Updated: Aug 22, 2022
I can remember the first time I read Macho Sluts by Pat Califia. While all the sex was really hot, a few of the stories stood out because the characters planned scenes. This was not the sex I saw anywhere else in the world.
Like most folks, the sex I saw was the sex on movies and televisions. It was always unplanned. Great sex was supposed to be spontaneous. Characters never talked about desires or needs. There was never any planning. There was rarely any birth control!
Some of the sex in Macho Sluts was just the opposite of everything else I saw. Characters planned scenes. One story even involved a character consulting with a dungeon mistress and planning an elaborate scene for a partner which involved multiple people. The planned sex scenes were the hottest and most elaborate.
I walked away from the first reading of this book both well-satisfied and loving the idea that you could plan for sex.
Planning sex is actually a relatively radical act in western culture. People who plan for sex- even if it is as simple as making sure there are condoms, lube, or other safer sex items- are often portrayed as “sluts” or “whores” or “perverts.” Planning for sex, even if it is to make it safer for everyone involved, is rarely portrayed as a healthy part of sexuality.
Get Comforatable With Planning Sex
The first obstacle to planning for sex is to get over the idea that you are somehow “gross” or overly sexual. If you weren’t lucky enough to grow up in a sex positive environment or as part of the kink community, how do you get comfortable planning for sex?
Look at sex like making dinner for your date. If you had someone over for dinner you would probably make a menu, go to the grocery store to shop, prep some food, set the table, and have something cooking by the time the date got there, right? If we portrayed the best dinners as your date shows up and you look in the fridge and then do your version of Chopped it would seem ridiculous, right? Serving a mustard and tuna sandwich with a side of coconut water would not be seen as the “ultimate feast” but rather the results of not planning anything. Not planning for sex leaves you with the mustard and tuna sandwich of sex.
Tips for Planning Sex
Planning for sex can be simple or elaborate, depending on what you are trying to do! There are a few things to take into consideration when you plan for sex.
I always start with what I need to be safe! This includes barrier protections (condoms, dental dams, gloves), appropriate lubricants (consider allergies, types of play, toys), and safety gear for BDSM play (safety scissors, a first aid kit). Having all of these easily available during your encounter will make things go smoothly!
Planning the Scene
Depending on the type of play you are interested in your prep will vary widely. Some general steps for sex prep include making sure your sheets are clean (if planning to use the bedroom) or that you have a blanket or something to lay on in other rooms. Depending on what furniture you are playing on, plastic sheets may be appropriate.
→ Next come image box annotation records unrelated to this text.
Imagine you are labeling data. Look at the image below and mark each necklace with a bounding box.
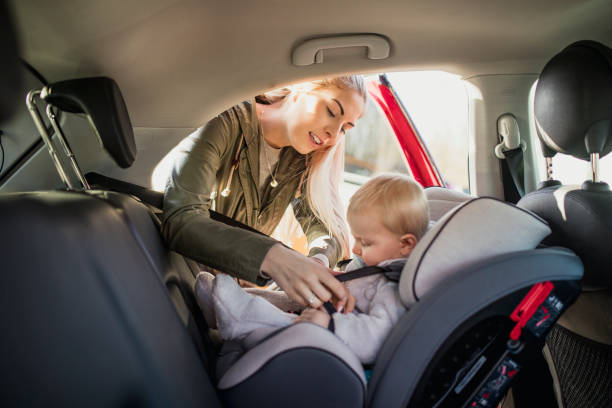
[261,109,278,188]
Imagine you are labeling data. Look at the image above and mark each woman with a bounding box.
[162,76,366,307]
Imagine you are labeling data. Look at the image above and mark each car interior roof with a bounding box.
[11,0,612,127]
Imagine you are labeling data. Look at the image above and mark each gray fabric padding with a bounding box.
[425,187,474,221]
[217,323,366,390]
[399,197,550,308]
[366,248,582,408]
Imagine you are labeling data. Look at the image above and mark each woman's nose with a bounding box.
[325,126,342,146]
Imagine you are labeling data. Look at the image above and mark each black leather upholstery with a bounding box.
[518,41,612,287]
[0,0,22,121]
[41,77,136,168]
[534,41,612,160]
[0,192,219,407]
[518,41,612,408]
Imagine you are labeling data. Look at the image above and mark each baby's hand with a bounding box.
[295,308,331,329]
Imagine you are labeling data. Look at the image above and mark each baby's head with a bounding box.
[347,174,429,266]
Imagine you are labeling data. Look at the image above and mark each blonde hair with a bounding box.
[347,174,429,239]
[255,75,367,259]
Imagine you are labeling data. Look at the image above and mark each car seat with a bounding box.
[518,41,612,408]
[217,194,582,407]
[20,71,582,407]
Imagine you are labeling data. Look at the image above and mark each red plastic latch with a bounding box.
[510,282,555,340]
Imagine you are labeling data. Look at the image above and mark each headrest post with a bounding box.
[591,153,599,183]
[46,105,91,190]
[26,90,74,190]
[546,157,553,180]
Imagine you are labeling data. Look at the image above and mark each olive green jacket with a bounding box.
[162,102,340,283]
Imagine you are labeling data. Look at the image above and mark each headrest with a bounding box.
[0,0,21,121]
[534,41,612,160]
[399,197,550,307]
[41,77,136,168]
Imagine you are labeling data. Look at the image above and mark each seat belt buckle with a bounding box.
[510,282,563,341]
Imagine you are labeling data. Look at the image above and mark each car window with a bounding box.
[387,71,469,193]
[0,70,49,184]
[340,94,410,208]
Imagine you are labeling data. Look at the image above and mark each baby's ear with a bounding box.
[400,234,418,256]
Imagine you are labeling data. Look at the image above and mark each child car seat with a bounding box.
[217,194,582,407]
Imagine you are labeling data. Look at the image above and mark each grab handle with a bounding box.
[291,34,391,66]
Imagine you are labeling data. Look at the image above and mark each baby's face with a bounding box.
[348,211,405,266]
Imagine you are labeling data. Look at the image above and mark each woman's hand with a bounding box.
[261,244,354,309]
[294,308,331,329]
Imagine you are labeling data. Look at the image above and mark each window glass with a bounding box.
[340,98,410,208]
[0,70,47,181]
[387,71,469,193]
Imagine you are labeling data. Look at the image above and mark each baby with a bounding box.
[196,174,429,364]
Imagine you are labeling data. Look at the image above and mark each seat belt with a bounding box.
[495,113,525,204]
[323,261,406,318]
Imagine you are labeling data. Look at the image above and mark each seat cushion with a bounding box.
[399,197,550,307]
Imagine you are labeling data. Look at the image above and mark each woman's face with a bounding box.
[286,86,364,154]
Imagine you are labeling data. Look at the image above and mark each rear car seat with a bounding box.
[13,71,582,407]
[0,71,220,407]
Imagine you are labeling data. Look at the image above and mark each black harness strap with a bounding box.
[323,261,405,318]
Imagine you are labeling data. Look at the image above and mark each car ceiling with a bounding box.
[11,0,612,127]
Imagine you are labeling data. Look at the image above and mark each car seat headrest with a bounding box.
[0,0,22,121]
[41,77,136,168]
[399,197,550,308]
[534,41,612,160]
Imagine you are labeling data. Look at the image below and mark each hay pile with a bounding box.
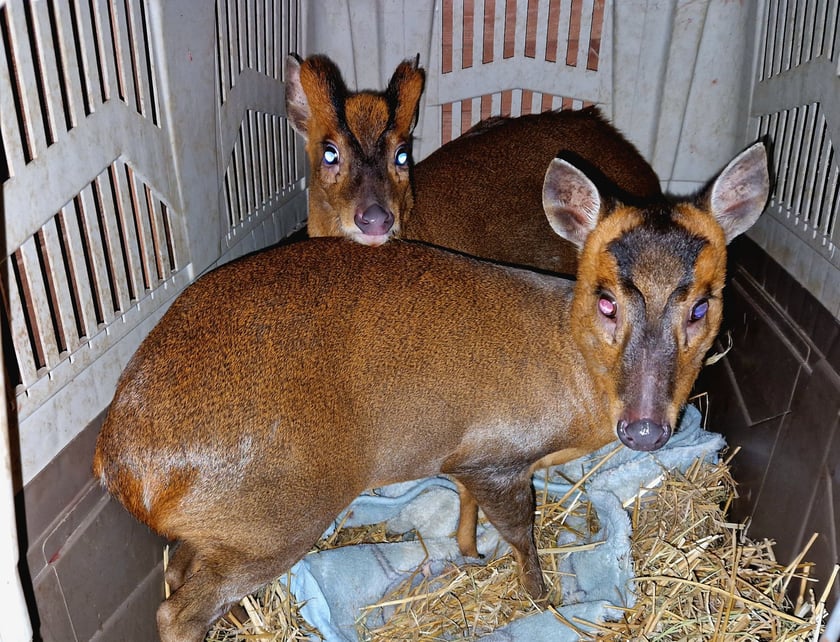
[202,454,836,642]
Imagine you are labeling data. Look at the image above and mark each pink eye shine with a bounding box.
[691,299,709,321]
[598,296,618,319]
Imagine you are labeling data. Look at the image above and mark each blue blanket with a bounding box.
[280,406,725,642]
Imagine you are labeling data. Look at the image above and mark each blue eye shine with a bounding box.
[689,299,709,321]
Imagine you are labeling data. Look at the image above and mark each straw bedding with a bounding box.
[199,450,836,642]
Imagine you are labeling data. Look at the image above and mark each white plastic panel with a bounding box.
[751,0,840,317]
[301,0,755,193]
[0,0,306,483]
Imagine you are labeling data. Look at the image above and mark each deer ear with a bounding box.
[543,158,601,249]
[385,54,426,135]
[286,54,309,138]
[286,55,347,137]
[701,142,770,243]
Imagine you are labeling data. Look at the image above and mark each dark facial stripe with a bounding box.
[607,212,708,287]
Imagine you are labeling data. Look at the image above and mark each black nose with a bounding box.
[353,205,394,236]
[616,419,671,451]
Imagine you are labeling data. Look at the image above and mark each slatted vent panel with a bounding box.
[752,0,840,317]
[441,0,605,143]
[224,111,303,241]
[758,103,840,258]
[758,0,838,80]
[216,0,305,249]
[3,161,180,387]
[216,0,300,103]
[0,0,160,175]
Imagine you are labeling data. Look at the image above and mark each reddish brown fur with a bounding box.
[94,141,767,642]
[402,107,662,275]
[286,56,425,245]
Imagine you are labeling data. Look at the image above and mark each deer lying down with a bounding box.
[286,56,662,274]
[93,144,768,642]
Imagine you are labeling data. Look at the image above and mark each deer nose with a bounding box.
[353,205,394,236]
[616,419,671,451]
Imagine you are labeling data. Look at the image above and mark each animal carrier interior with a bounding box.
[0,0,840,640]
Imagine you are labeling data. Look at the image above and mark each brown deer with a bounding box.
[286,55,663,556]
[93,143,769,642]
[286,55,425,245]
[286,56,662,275]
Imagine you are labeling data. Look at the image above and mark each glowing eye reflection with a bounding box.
[598,295,618,319]
[324,143,338,165]
[689,299,709,321]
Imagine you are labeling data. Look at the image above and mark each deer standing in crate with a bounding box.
[93,127,768,642]
[286,55,662,275]
[286,55,664,557]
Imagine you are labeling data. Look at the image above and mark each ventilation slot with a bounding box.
[225,111,298,238]
[758,103,840,255]
[759,0,840,80]
[441,0,604,74]
[441,89,593,144]
[0,0,160,180]
[4,161,179,387]
[216,0,300,104]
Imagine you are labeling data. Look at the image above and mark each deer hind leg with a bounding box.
[455,479,482,557]
[164,542,198,592]
[157,545,309,642]
[458,469,547,600]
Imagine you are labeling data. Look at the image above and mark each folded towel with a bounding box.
[290,406,725,642]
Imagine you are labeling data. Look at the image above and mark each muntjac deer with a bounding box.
[286,56,662,275]
[286,55,425,245]
[93,144,768,642]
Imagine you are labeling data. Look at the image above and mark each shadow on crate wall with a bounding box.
[17,413,165,642]
[695,237,840,603]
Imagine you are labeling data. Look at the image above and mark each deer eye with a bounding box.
[688,299,709,323]
[324,143,338,165]
[598,294,618,319]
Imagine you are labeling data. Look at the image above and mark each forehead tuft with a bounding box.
[607,211,708,293]
[345,93,391,154]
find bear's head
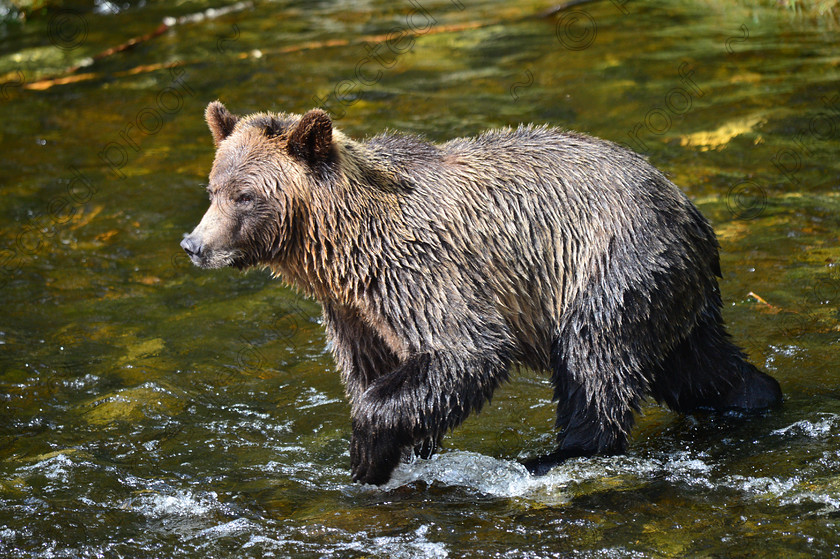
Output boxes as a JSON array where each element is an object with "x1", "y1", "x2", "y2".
[{"x1": 181, "y1": 101, "x2": 335, "y2": 269}]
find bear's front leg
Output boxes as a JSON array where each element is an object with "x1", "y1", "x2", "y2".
[{"x1": 350, "y1": 350, "x2": 510, "y2": 485}]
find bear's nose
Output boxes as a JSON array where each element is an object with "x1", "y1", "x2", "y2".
[{"x1": 181, "y1": 235, "x2": 201, "y2": 257}]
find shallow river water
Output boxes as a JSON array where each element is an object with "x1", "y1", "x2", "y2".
[{"x1": 0, "y1": 0, "x2": 840, "y2": 558}]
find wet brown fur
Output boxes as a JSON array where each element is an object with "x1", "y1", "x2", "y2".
[{"x1": 182, "y1": 102, "x2": 781, "y2": 483}]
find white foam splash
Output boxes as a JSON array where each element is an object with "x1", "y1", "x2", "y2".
[
  {"x1": 770, "y1": 413, "x2": 840, "y2": 439},
  {"x1": 128, "y1": 490, "x2": 221, "y2": 518}
]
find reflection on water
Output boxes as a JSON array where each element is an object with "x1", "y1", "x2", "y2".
[{"x1": 0, "y1": 0, "x2": 840, "y2": 557}]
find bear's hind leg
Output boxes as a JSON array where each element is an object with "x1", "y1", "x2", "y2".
[
  {"x1": 524, "y1": 348, "x2": 639, "y2": 475},
  {"x1": 652, "y1": 305, "x2": 782, "y2": 413}
]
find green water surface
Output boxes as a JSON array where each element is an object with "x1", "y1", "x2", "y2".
[{"x1": 0, "y1": 0, "x2": 840, "y2": 558}]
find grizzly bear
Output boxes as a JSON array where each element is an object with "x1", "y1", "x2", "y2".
[{"x1": 181, "y1": 102, "x2": 782, "y2": 484}]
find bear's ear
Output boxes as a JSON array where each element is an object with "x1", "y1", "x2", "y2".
[
  {"x1": 289, "y1": 109, "x2": 332, "y2": 163},
  {"x1": 204, "y1": 101, "x2": 239, "y2": 147}
]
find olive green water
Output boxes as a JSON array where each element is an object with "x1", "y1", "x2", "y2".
[{"x1": 0, "y1": 0, "x2": 840, "y2": 558}]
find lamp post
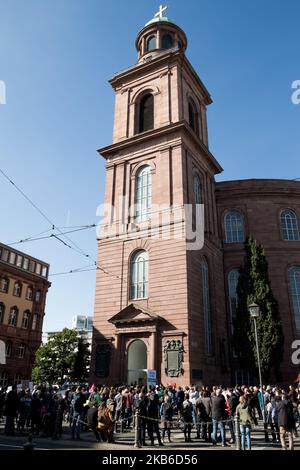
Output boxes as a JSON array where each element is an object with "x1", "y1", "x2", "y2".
[{"x1": 248, "y1": 303, "x2": 265, "y2": 423}]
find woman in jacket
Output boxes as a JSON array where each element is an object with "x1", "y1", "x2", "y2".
[{"x1": 236, "y1": 396, "x2": 254, "y2": 450}]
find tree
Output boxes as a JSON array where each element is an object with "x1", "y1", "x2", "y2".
[
  {"x1": 233, "y1": 236, "x2": 284, "y2": 380},
  {"x1": 32, "y1": 328, "x2": 89, "y2": 383}
]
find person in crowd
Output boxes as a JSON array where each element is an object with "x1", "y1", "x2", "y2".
[
  {"x1": 211, "y1": 388, "x2": 228, "y2": 447},
  {"x1": 277, "y1": 393, "x2": 295, "y2": 450},
  {"x1": 87, "y1": 400, "x2": 101, "y2": 442},
  {"x1": 98, "y1": 400, "x2": 114, "y2": 443},
  {"x1": 236, "y1": 396, "x2": 254, "y2": 450},
  {"x1": 180, "y1": 393, "x2": 193, "y2": 442},
  {"x1": 148, "y1": 393, "x2": 163, "y2": 446}
]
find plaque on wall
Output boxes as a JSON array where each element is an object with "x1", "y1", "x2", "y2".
[
  {"x1": 95, "y1": 344, "x2": 111, "y2": 378},
  {"x1": 164, "y1": 340, "x2": 183, "y2": 377}
]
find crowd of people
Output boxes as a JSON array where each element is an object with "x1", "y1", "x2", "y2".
[{"x1": 0, "y1": 385, "x2": 300, "y2": 450}]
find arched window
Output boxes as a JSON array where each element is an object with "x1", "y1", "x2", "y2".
[
  {"x1": 201, "y1": 258, "x2": 212, "y2": 354},
  {"x1": 26, "y1": 286, "x2": 33, "y2": 300},
  {"x1": 139, "y1": 93, "x2": 154, "y2": 132},
  {"x1": 8, "y1": 307, "x2": 19, "y2": 326},
  {"x1": 228, "y1": 269, "x2": 239, "y2": 331},
  {"x1": 135, "y1": 165, "x2": 152, "y2": 222},
  {"x1": 13, "y1": 282, "x2": 22, "y2": 297},
  {"x1": 0, "y1": 371, "x2": 8, "y2": 388},
  {"x1": 130, "y1": 250, "x2": 149, "y2": 299},
  {"x1": 0, "y1": 302, "x2": 5, "y2": 325},
  {"x1": 280, "y1": 209, "x2": 300, "y2": 241},
  {"x1": 189, "y1": 100, "x2": 199, "y2": 135},
  {"x1": 5, "y1": 341, "x2": 12, "y2": 357},
  {"x1": 22, "y1": 310, "x2": 30, "y2": 330},
  {"x1": 194, "y1": 175, "x2": 202, "y2": 204},
  {"x1": 16, "y1": 343, "x2": 25, "y2": 359},
  {"x1": 146, "y1": 36, "x2": 156, "y2": 51},
  {"x1": 289, "y1": 266, "x2": 300, "y2": 333},
  {"x1": 0, "y1": 277, "x2": 9, "y2": 294},
  {"x1": 224, "y1": 211, "x2": 245, "y2": 243},
  {"x1": 161, "y1": 34, "x2": 173, "y2": 49},
  {"x1": 34, "y1": 290, "x2": 41, "y2": 302}
]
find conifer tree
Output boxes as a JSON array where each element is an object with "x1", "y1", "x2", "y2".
[{"x1": 233, "y1": 236, "x2": 283, "y2": 380}]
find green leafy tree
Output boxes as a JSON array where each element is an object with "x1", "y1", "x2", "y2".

Other preparation means thinking through what you and your date(s) want to do. Do you need various sex toys? If so, are they clean? Do you need to sanitize your dildoes and butt plugs? Do you need to clean your whips and floggers? If so, get scrubbing!
If you are planning suspension scenes, do you have hard points to secure your bottom? Are you using portable equipment? Have you tested it to make sure all the bolts are tight? Are your ropes clean and untangled?
The more elaborate the scene, the more planning and prep will be involved. If you are playing at home, you have more time and flexibility in preparation. If you are playing at a dungeon they will most likely have the equipment set up and ready to go. However, if you need special equipment or are unsure what they have available, it is worth a call or email to the dungeon master to make sure what you need will be available.
It is always important to double check consent before doing a BDSM scene. Your date(s) may have previously agreed to the scene, but you should still check in on the day of the scene. This can be as simple as asking, “Do you still want to do this?” before you begin.
Even if your sex is relatively vanilla, if there is any question about consent, you should ask for clarification. You can make consent sexy by asking something like, “Would you like me to kiss your belly, thighs and then go down on you until you quiver and call my name?” Find a way to make it fun!
Planning for sex is actually romantic. It is a way of signaling to your partner(s) that you have spent time thinking about them in a sexy way and planning to make them happy. Planning for safety signals you care about the health and safety of your partner. Even if the sex is simply a one night stand, having things planned out says you care a bit about the person.
Don’t get me wrong, spontaneous sex can be fun. However, taking the time to plan a scene will almost always improve sex. The time you spend thinking through what you want to do and what you need to do it allows for more elaborate sex (if you want it too) and helps make sure you have what you need for a safe and sexy time!